Meinung
Leitartikel

Das Bamf ist ein Monster

| Lesedauer: 3 Minuten
Miguel Sanches

Was in Bremen passiert ist, kann überall passieren: Die Asylpraxis ist eine Zumutung

Wenn Innenminister Horst Seehofer die Wahrheit sagt und erst am 19. April 2018 vom Bremer Asylskandal erfuhr, sollte er die Leiterin des Bundesamts für Migration und Flüchtlinge (Bamf), Jutta Cordt, feuern. Es ist inakzeptabel, dass weder die Leitungsebene noch die Fach- und Personalreferate im Ministerium frühzeitig informiert wurden. Dafür gibt es drei Deutungsversuche, eine Erklärung ist schlechter als die andere.

Erstes Szenario: Beim Bamf gibt es so viele Unregelmäßigkeiten, dass sie zur Alltagsroutine gehören und die Reizschwelle so hoch liegt, dass man wegen ein paar Tausend Missbräuchen nicht den Dienstherrn behelligt.

Zweites Szenario: Das Bamf hat den Ernst der Situation erkannt, wollte aber nicht auf dem Radarschirm auftauchen. Die Vorfälle sollten entweder nicht oder halbherzig, in jedem Fall nur intern auf- und geklärt werden.

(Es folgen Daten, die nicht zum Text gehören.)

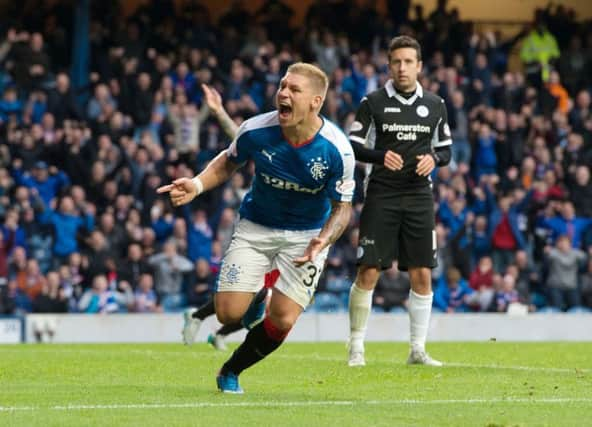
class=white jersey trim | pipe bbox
[227,110,280,158]
[319,118,356,202]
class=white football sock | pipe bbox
[408,290,434,351]
[349,283,374,351]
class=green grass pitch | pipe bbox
[0,342,592,427]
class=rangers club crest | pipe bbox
[306,157,329,181]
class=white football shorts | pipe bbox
[217,219,329,308]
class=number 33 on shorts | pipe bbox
[300,263,319,288]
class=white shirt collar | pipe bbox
[384,79,423,105]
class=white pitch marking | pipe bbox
[0,397,592,412]
[2,348,592,373]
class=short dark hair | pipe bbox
[389,36,421,61]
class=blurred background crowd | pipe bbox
[0,0,592,314]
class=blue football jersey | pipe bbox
[228,111,355,230]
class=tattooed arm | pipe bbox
[294,201,351,266]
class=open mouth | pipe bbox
[279,104,292,119]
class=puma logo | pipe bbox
[261,150,275,163]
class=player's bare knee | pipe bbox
[216,309,241,325]
[356,266,380,291]
[269,313,298,332]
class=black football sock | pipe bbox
[220,317,289,375]
[192,299,216,320]
[216,322,243,337]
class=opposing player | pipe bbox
[349,36,452,366]
[158,63,355,393]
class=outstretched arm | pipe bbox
[294,201,351,266]
[156,150,240,206]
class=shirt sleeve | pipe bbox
[432,100,452,148]
[228,122,252,165]
[327,141,356,202]
[349,97,376,148]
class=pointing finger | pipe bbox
[156,184,175,194]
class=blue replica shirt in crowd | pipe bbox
[228,111,355,230]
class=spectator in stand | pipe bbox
[489,274,519,313]
[0,280,32,315]
[38,196,95,263]
[545,235,592,310]
[569,165,592,218]
[13,159,70,206]
[474,123,497,180]
[78,274,134,314]
[118,243,152,289]
[485,180,532,272]
[148,241,193,311]
[16,259,47,301]
[520,9,560,87]
[580,260,592,309]
[133,273,162,313]
[0,217,16,286]
[434,267,473,313]
[187,258,216,307]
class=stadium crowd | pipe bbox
[0,0,592,314]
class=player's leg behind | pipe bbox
[348,192,401,366]
[399,191,442,366]
[217,230,328,393]
[217,291,302,393]
[348,265,380,366]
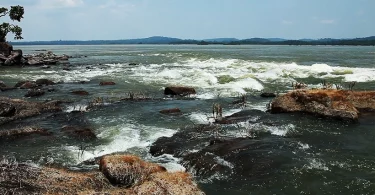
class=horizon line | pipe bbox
[8,35,375,43]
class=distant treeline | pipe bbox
[11,36,375,46]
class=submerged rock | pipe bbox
[16,81,38,89]
[35,79,56,85]
[0,127,51,138]
[0,156,204,195]
[72,90,89,95]
[25,89,46,97]
[270,89,375,121]
[159,108,181,114]
[260,92,276,98]
[61,126,96,139]
[0,97,62,124]
[164,86,196,96]
[99,155,166,187]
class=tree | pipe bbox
[0,5,25,42]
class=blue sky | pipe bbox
[0,0,375,41]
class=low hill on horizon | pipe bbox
[10,36,375,45]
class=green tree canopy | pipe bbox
[0,5,25,42]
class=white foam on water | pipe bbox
[66,124,176,162]
[150,154,186,172]
[304,158,329,171]
[214,156,234,169]
[298,142,310,150]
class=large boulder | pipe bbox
[270,89,375,121]
[35,79,56,85]
[25,89,46,97]
[0,97,62,125]
[0,156,204,195]
[164,86,196,96]
[20,81,38,89]
[0,126,51,139]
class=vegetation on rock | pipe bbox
[0,5,25,42]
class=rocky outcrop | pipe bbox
[25,89,46,97]
[99,155,166,187]
[0,127,51,139]
[61,125,96,140]
[270,89,375,121]
[0,97,62,125]
[35,79,56,85]
[164,86,196,96]
[260,92,276,98]
[99,81,116,85]
[71,90,89,95]
[0,155,204,195]
[24,51,70,66]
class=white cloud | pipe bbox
[38,0,84,9]
[320,20,335,24]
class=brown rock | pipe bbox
[271,89,375,121]
[260,92,276,98]
[20,81,37,89]
[72,90,89,95]
[134,172,204,195]
[35,79,56,85]
[0,127,51,138]
[99,81,116,85]
[0,97,61,125]
[0,155,204,195]
[159,108,181,114]
[61,126,96,139]
[0,102,16,117]
[25,89,45,97]
[99,155,166,187]
[164,86,196,96]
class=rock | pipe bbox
[270,89,375,122]
[14,81,30,88]
[0,127,51,139]
[25,89,45,97]
[150,125,293,181]
[26,59,43,66]
[43,59,57,65]
[159,108,181,114]
[61,126,96,140]
[0,102,16,117]
[0,97,62,125]
[72,90,89,95]
[0,155,204,195]
[0,81,7,88]
[99,155,166,187]
[133,172,204,195]
[41,65,51,69]
[164,86,196,96]
[215,110,264,124]
[20,81,38,89]
[35,79,56,85]
[99,81,116,85]
[260,92,276,98]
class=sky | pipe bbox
[0,0,375,41]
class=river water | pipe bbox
[0,45,375,194]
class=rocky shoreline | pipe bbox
[0,155,204,195]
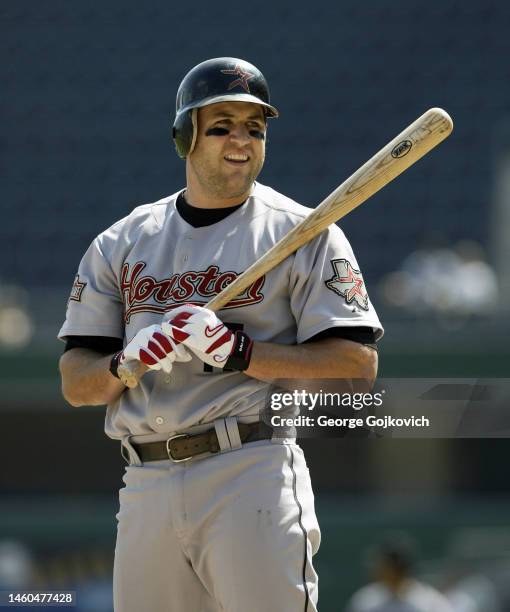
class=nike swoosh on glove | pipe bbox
[119,325,191,374]
[161,304,253,370]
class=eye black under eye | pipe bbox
[205,127,229,136]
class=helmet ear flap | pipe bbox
[172,109,196,159]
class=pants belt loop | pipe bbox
[120,435,143,465]
[225,417,242,450]
[214,419,232,452]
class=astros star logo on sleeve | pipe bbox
[69,274,87,302]
[326,259,368,310]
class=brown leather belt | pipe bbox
[132,422,273,463]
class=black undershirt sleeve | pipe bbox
[64,327,375,355]
[64,336,124,355]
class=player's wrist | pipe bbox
[224,330,253,372]
[109,351,122,380]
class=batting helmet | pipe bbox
[173,57,278,158]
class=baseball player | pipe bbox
[59,57,382,612]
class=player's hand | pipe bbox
[161,304,253,370]
[119,325,191,374]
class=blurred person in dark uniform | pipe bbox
[345,534,454,612]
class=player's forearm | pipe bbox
[245,338,378,384]
[59,348,126,406]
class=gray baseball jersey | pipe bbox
[59,183,382,439]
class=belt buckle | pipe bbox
[166,434,193,463]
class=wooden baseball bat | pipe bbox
[118,108,453,388]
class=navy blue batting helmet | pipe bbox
[173,57,278,158]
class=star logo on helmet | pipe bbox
[326,259,368,310]
[221,64,255,93]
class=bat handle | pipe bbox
[117,361,149,389]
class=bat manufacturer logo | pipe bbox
[326,259,368,310]
[391,140,413,159]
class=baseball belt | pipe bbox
[132,422,273,463]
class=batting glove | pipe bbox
[161,304,253,371]
[113,325,191,374]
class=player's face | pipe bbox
[188,102,266,200]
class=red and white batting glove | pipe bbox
[114,325,191,374]
[161,304,253,371]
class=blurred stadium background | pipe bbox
[0,0,510,612]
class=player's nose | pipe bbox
[230,123,250,144]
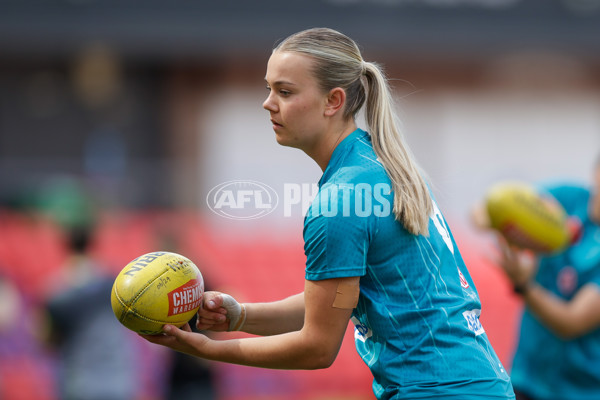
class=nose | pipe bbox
[263,92,277,112]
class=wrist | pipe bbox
[513,280,531,296]
[229,303,246,332]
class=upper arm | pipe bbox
[303,277,360,365]
[569,283,600,337]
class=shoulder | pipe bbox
[538,181,591,208]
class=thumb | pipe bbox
[163,324,189,341]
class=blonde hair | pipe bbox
[273,28,433,235]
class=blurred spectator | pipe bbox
[474,159,600,400]
[37,178,165,400]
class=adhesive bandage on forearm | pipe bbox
[332,280,360,310]
[221,293,246,331]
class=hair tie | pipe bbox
[361,61,367,75]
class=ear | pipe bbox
[325,87,346,117]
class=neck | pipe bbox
[304,120,356,171]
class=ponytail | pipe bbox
[363,62,433,235]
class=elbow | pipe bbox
[307,355,335,370]
[306,348,337,370]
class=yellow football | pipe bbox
[111,251,204,335]
[485,182,572,253]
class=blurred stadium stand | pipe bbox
[0,0,600,400]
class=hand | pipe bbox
[196,292,246,332]
[498,239,535,287]
[140,324,210,357]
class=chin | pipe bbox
[275,134,297,147]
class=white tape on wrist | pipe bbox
[221,293,246,332]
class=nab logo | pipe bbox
[206,181,279,220]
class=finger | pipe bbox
[196,320,229,332]
[163,324,192,343]
[203,292,223,313]
[138,333,177,347]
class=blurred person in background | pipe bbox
[40,180,166,400]
[144,29,514,400]
[473,158,600,400]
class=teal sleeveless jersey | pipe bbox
[511,184,600,400]
[304,129,514,400]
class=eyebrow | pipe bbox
[265,78,296,86]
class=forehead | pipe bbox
[265,51,314,85]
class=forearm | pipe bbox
[202,331,335,369]
[242,293,304,336]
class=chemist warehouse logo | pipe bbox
[206,180,392,220]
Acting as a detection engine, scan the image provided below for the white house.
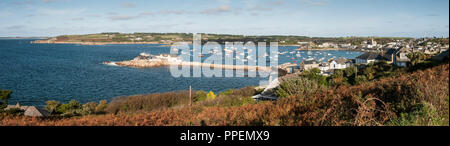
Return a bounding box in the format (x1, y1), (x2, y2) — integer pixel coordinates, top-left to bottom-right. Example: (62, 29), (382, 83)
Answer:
(356, 52), (383, 64)
(329, 57), (347, 69)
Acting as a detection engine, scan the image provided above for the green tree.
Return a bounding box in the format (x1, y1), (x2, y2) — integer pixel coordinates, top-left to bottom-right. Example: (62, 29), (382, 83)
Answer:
(206, 91), (216, 100)
(95, 100), (108, 113)
(0, 90), (12, 111)
(56, 100), (81, 115)
(81, 102), (97, 115)
(302, 68), (328, 85)
(355, 75), (368, 85)
(194, 90), (207, 102)
(406, 52), (426, 66)
(45, 100), (61, 114)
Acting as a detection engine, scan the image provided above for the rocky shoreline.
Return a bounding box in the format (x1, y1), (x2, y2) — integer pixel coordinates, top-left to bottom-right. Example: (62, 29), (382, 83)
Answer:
(103, 58), (271, 71)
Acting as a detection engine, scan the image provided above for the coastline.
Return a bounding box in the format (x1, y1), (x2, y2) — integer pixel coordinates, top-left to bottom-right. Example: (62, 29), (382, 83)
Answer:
(30, 40), (160, 45)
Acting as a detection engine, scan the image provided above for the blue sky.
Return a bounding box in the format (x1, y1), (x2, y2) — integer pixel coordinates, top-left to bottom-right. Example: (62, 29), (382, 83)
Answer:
(0, 0), (449, 37)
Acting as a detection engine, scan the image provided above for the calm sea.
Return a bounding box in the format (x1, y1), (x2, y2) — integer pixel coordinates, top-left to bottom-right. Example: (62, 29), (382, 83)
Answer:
(0, 39), (361, 106)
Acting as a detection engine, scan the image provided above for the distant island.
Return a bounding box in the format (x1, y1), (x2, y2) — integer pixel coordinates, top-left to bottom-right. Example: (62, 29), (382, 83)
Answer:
(31, 32), (413, 46)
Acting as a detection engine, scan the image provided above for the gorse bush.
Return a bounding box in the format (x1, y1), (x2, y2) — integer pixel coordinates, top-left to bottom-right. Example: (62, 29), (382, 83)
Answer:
(106, 91), (192, 113)
(274, 76), (322, 98)
(45, 100), (107, 117)
(197, 87), (256, 107)
(0, 90), (12, 112)
(0, 64), (449, 126)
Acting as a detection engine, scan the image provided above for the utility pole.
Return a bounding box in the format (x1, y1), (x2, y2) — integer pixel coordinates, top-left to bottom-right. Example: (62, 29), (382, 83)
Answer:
(189, 86), (192, 107)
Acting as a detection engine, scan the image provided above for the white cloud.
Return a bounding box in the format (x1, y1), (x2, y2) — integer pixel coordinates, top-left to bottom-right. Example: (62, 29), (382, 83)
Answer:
(200, 5), (231, 14)
(37, 8), (87, 16)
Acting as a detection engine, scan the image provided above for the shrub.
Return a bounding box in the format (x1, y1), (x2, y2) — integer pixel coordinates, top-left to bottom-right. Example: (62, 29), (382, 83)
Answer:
(301, 68), (328, 85)
(388, 102), (448, 126)
(0, 90), (12, 111)
(5, 108), (25, 116)
(194, 90), (206, 102)
(105, 91), (195, 113)
(80, 102), (97, 115)
(355, 75), (368, 85)
(206, 91), (216, 100)
(95, 100), (108, 114)
(275, 77), (321, 98)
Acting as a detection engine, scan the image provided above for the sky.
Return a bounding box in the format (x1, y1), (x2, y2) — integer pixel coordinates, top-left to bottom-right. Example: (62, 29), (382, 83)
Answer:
(0, 0), (449, 37)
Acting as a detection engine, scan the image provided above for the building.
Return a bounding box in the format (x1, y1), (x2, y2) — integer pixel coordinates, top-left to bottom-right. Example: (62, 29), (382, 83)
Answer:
(5, 102), (50, 117)
(383, 48), (397, 63)
(300, 60), (319, 70)
(136, 53), (182, 63)
(329, 57), (347, 69)
(356, 52), (383, 64)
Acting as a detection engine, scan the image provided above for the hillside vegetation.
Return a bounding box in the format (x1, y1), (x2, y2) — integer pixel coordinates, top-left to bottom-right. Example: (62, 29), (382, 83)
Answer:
(0, 62), (449, 126)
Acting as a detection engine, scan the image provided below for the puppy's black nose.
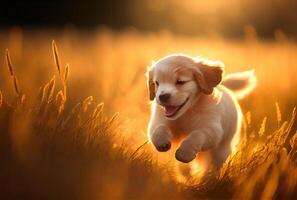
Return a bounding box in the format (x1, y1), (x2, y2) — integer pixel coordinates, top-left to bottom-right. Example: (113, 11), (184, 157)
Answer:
(159, 93), (170, 102)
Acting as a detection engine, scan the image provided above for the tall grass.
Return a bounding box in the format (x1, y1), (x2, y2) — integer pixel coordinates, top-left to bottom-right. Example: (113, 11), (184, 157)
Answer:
(0, 30), (297, 199)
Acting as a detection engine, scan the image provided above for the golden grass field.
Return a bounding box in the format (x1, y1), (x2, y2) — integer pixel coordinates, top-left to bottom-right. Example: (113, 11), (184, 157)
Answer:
(0, 27), (297, 199)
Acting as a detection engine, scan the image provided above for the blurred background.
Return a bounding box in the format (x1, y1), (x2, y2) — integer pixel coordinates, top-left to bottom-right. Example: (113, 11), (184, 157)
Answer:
(0, 0), (297, 199)
(0, 0), (297, 39)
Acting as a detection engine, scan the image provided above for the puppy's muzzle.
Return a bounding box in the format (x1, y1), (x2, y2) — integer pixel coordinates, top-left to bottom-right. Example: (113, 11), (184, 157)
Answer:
(159, 93), (171, 103)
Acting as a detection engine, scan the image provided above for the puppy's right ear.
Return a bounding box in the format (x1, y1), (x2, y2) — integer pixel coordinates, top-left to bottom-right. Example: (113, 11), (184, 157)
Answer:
(146, 67), (156, 101)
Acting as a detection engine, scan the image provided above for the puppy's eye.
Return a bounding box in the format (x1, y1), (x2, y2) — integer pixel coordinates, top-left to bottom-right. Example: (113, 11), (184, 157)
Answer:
(175, 80), (187, 85)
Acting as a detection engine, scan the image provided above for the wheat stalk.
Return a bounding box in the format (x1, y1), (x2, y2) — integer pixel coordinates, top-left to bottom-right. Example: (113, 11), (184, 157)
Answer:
(64, 63), (69, 82)
(52, 40), (70, 100)
(5, 49), (14, 76)
(5, 49), (23, 99)
(52, 40), (61, 76)
(275, 102), (282, 127)
(0, 90), (3, 107)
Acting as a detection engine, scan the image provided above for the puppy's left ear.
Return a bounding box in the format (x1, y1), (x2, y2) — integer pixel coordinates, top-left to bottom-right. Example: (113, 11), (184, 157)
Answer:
(195, 60), (224, 94)
(146, 67), (156, 101)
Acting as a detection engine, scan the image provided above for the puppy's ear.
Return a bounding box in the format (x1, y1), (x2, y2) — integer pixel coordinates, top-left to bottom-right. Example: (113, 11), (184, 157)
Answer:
(146, 67), (156, 101)
(194, 60), (224, 94)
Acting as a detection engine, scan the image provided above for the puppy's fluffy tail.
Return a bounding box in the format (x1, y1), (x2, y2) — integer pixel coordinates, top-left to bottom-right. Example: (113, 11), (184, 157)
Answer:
(222, 70), (257, 99)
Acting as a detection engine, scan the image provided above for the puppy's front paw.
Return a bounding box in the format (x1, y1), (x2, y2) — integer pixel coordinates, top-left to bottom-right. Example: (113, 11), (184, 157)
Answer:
(175, 148), (196, 163)
(152, 128), (171, 152)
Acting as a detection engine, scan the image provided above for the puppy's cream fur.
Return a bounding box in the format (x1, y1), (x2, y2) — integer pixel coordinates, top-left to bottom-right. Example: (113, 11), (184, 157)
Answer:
(148, 54), (256, 167)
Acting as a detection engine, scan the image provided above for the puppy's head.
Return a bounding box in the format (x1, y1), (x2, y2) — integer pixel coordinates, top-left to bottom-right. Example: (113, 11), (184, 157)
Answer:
(147, 55), (223, 120)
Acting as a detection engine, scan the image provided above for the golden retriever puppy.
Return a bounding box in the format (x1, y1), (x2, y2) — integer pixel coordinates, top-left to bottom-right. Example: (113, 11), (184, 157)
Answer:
(147, 54), (256, 167)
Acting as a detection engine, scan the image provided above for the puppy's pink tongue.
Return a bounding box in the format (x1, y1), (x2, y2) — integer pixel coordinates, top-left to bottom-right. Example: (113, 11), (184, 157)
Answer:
(164, 106), (178, 117)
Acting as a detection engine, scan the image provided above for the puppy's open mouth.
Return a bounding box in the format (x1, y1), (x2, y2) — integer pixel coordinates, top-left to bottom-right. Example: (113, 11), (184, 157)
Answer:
(163, 97), (189, 117)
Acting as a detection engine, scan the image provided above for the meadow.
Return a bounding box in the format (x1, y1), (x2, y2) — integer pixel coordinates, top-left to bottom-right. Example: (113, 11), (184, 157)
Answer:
(0, 27), (297, 199)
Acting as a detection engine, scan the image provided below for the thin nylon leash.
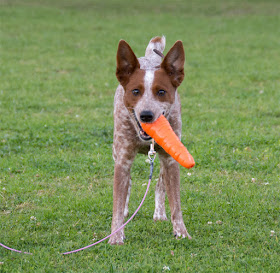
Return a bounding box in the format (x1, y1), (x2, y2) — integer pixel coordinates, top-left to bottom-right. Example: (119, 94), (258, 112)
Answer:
(62, 141), (155, 255)
(0, 140), (156, 255)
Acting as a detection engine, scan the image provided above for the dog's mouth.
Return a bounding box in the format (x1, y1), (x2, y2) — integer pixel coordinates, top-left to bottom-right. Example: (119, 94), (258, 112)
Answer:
(132, 110), (152, 141)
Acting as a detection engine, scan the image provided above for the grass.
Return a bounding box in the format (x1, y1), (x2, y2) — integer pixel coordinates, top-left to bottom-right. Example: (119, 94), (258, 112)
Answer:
(0, 0), (280, 272)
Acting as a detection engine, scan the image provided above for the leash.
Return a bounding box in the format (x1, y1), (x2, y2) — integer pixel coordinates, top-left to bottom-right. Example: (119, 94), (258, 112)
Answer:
(0, 139), (156, 255)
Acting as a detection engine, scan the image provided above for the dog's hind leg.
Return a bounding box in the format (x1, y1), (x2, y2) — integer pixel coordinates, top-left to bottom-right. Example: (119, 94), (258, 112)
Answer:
(109, 149), (136, 245)
(124, 177), (132, 217)
(160, 154), (191, 239)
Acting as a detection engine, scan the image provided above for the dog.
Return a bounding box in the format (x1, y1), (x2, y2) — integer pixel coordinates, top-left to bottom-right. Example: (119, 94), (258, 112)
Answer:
(109, 36), (191, 245)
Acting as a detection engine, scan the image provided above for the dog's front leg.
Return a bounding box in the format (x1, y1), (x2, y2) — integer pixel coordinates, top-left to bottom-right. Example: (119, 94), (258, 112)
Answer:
(160, 155), (191, 239)
(109, 151), (133, 245)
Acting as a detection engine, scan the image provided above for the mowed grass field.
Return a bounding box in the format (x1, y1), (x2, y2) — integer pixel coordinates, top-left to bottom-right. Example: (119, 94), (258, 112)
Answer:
(0, 0), (280, 273)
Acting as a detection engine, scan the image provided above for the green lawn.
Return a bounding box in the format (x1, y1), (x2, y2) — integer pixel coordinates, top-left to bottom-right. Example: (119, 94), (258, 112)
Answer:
(0, 0), (280, 273)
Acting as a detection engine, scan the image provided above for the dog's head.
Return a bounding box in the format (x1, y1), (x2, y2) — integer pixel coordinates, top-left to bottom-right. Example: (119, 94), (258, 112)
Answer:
(116, 40), (185, 140)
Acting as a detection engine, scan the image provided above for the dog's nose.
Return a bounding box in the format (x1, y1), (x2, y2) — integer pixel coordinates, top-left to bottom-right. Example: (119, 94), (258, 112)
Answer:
(140, 111), (154, 122)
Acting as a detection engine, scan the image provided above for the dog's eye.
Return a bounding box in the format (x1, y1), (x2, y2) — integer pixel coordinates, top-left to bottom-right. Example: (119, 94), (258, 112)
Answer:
(158, 90), (166, 97)
(132, 89), (140, 96)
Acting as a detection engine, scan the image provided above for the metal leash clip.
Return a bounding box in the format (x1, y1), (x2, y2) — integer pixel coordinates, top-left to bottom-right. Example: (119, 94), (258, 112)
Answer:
(148, 139), (157, 162)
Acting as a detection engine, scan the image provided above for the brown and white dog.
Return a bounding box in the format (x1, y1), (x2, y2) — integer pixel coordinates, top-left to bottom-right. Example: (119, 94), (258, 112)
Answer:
(109, 36), (191, 245)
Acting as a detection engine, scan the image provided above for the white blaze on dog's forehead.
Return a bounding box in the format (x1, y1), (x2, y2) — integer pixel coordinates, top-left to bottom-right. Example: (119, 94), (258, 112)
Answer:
(144, 70), (155, 95)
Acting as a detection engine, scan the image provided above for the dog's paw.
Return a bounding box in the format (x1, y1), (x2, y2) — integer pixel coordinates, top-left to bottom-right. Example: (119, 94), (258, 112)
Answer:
(173, 223), (192, 240)
(108, 231), (125, 245)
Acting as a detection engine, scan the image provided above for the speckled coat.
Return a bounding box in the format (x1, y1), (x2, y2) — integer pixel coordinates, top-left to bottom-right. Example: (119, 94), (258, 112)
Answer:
(109, 36), (191, 244)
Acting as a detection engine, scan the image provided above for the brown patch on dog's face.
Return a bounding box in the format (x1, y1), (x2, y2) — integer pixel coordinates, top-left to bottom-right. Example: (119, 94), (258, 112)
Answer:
(124, 69), (145, 111)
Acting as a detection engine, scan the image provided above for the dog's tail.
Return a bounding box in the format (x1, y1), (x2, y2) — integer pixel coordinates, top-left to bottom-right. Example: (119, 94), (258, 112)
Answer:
(145, 36), (165, 60)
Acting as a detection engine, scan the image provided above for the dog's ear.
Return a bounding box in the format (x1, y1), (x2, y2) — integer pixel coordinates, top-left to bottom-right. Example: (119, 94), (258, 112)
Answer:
(116, 40), (140, 86)
(161, 41), (185, 87)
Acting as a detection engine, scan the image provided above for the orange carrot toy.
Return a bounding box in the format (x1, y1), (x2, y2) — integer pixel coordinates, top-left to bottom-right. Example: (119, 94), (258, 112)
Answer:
(141, 115), (195, 169)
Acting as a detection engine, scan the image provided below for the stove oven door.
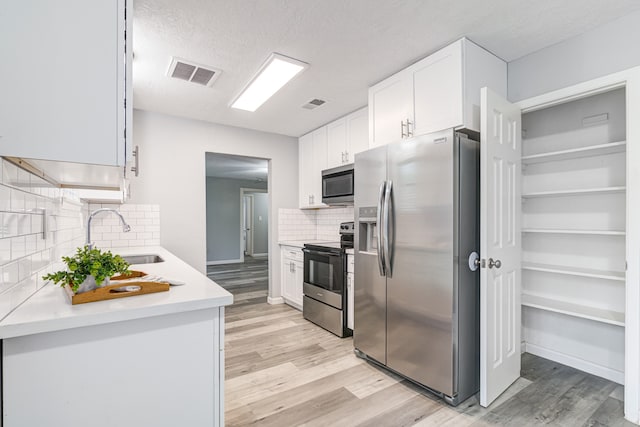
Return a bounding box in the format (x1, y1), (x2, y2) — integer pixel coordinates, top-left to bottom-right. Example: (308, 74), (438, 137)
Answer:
(303, 248), (346, 309)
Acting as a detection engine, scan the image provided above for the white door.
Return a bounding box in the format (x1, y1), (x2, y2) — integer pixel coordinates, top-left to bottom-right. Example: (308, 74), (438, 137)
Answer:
(480, 88), (522, 407)
(242, 194), (253, 259)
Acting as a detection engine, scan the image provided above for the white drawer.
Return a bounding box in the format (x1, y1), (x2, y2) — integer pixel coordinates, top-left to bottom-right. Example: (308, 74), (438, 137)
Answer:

Drittes Szenario: Die Behörde wird von einer Frau ohne Gespür geleitet. Man muss sich das mal klarmachen: Seehofer stellt sich als Innenminister in Nürnberg vor, macht seinen Antritts­besuch, und Cordt lässt die Chance verstreichen, ihn beiseitezunehmen. In Bremen war die Leiterin der Außenstelle abgesetzt, der Staatsanwalt eingeschaltet worden. Früher oder später würden die Medien davon Wind bekommen. Cordt hätte dem Minister sagen müssen, dass eine Zeitbombe tickt. So viel Fingerspitzengefühl muss sein.

Szenario eins ist blamabel, das zweite erzwingt einen Neuanfang. Szenario drei macht es schwer, ein Vertrauensverhältnis zwischen Dienstherrn und Amtschefin aufzubauen. Wer eine so große Behörde leitet, sollte wissen, dass und wie er sich im öffentlichen Raum bewegt. Führung verlangt politisches Fingerspitzengefühl. Ende April hat Innenminister Seehofer den Rechnungshof mit einer Prüfung beauftragt. Amtsleiterin Cordt ist seither angeschlagen, im Laufe der Untersuchungen wird sie angezählt.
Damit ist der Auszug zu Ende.